There is considerable force in the argument of the learned Counsel. However, we need not dilate on that aspect as we have found, on a perusal of the record, that the acquisition is for a ‘public purpose’ as contemplated by Section 3(f)(vi).
6. The Counsel for the 1st respondent then argued that in Section 4(1) notification, the words ‘public purpose’ has not been used. The acquisition is expressly stated to be for the benefit of the members of the appellant-Society. According to the learned Counsel, it only shows that the appropriate authority never deemed it as acquisition for ‘public purpose’, but it was meant to be acquisition for the benefit of the company in accordance with Part VII. It is therefore submitted that Section 4(1) notification should not have been confirmed by issuing a declaration under Section 6 of the L. A, Act. We do not think that the omission of the words ‘public purpose’ is by itself material and vitiates the notification. The purpose is clearly conveyed in Section 4(1) notification and when once the conclusion is reached that such purpose is a ‘public purpose’, the notification will not be open to attack. There was active application of mind by the Government to the aspect of ‘public purpose’ in terms of Section 3(f)(vi). It is only thereafter the final notification was issued. The notification under Section 4(1) ought not to be read in a pedantic or hyper-technical manner. We therefore reject the contention of the learned Counsel for the 1st respondent.
The next point urged by the learned Counsel for the appellant is that no part of the money — not even a single rupee has come out of public revenues as there is nothing on record to show that such contribution has been made by the State Government or its agencies. The learned Counsel for the respondent meets this point by referring to the Division Bench decision of this Court in Rajendrababu v. State of Karnataka. The Division Bench, after having referred to the State amendment brought about by Act 10 of 1968 by which the second proviso to Section 6(1) was omitted, observed that — “the effect of amendment to Section 6 of the Central Act by the Amendment Act is that the Stale Act expressly omitted the compensation to be paid wholly or partly out of public revenue or other agencies controlled or managed by the legal authority. Thus reading the above provisions, it is clear that there can be acquisition of land for a company also.
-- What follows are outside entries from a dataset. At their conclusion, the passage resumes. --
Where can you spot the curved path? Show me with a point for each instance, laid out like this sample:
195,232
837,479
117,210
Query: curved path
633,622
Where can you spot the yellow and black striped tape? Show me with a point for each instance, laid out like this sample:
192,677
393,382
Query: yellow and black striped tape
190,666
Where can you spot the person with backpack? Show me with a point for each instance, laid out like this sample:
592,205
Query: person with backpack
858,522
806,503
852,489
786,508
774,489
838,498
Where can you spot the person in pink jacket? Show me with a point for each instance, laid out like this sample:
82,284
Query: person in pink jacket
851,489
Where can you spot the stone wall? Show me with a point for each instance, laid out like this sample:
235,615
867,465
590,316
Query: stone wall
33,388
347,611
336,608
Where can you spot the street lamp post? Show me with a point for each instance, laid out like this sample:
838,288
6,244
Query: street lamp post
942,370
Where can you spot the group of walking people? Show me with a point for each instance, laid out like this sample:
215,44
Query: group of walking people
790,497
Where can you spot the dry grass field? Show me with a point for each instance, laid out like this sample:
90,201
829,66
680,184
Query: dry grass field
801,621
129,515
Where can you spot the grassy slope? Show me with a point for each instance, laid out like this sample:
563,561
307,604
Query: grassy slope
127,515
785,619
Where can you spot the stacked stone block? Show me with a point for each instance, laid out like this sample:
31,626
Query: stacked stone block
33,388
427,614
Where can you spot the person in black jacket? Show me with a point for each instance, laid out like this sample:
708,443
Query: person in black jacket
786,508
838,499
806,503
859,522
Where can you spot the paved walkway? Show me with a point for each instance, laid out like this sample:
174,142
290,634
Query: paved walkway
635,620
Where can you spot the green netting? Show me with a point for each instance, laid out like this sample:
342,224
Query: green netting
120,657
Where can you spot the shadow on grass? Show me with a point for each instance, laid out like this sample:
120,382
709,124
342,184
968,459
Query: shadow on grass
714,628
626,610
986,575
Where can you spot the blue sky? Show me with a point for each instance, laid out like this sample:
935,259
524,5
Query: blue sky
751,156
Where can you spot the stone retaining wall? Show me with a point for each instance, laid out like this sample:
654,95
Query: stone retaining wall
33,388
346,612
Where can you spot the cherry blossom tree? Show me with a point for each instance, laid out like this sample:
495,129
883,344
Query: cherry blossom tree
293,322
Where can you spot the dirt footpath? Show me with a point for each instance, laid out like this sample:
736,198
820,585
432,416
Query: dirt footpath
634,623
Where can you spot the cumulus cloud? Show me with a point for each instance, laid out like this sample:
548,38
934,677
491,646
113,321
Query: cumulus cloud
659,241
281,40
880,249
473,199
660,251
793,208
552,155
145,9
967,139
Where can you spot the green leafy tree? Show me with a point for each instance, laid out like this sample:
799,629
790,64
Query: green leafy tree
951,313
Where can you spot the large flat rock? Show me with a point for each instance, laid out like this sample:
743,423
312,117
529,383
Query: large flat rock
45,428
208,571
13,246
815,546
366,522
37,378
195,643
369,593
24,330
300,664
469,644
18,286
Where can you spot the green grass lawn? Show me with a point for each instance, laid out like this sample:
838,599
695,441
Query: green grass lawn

There need not be any contribution from the public revenue. All that is required is that the purpose shall be a public purpose”.
It is not necessary for us to dilate further on this aspect for the reason that this contention has not been raised in the writ petition or in the memorandum of writ appeal and it being partly a question of fact, it is not proper to consider this question for the first time in these writ appeals.
7. In the result, the order of the learned Single Judge is set aside and the writ appeals are allowed. We make no order as to costs.